CR 26(b)(5) governs discovery of expert work product. It protects "facts known or opinions held by an expert who is not expected to be called as a witness at trial" unless the party seeking discovery shows "exceptional circumstances under which it is impracticable for the party seeking discovery to obtain facts or opinions on the same subject by other means." CR 26(b)(5)(B).
Detwiler cites former CR 26(b)(4) (1985) "govern[ing] the discovery of information concerning experts."
A.P.'s reliance on Detwiler is inapt. A.P. is not seeking to prevent disclosure of information in a discovery dispute.

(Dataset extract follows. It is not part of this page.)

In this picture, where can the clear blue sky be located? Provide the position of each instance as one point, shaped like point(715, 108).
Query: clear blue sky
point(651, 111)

She is seeking to redact information in a court filing. To do so, she must overcome the presumption of openness under article I, section 10 of our constitution. Rufer, 154 Wn.2d at 540. While the work-product doctrine is a "well-established principle that protects important interests," it is not "a fundamental right with constitutional moorings." Parvin, 184 Wn.2d at 757. Under Ishikawa, A.P. can overcome the constitutional presumption of openness only if she can show a specific, concrete, certain, and definite need for redaction to prevent a" 'serious and imminent threat'" to her fair trial rights. Parvin, 184 Wn.2d at 766-67 (quoting Ishikawa, 97 Wn.2d at 37). Detwiler does not relieve her of that obligation.
Internal quotation marks omitted.
Because A.P. made no specific showing of need under Ishikawa, the trial court did not abuse its discretion by denying her motion to redact under CR 26(b). We affirm.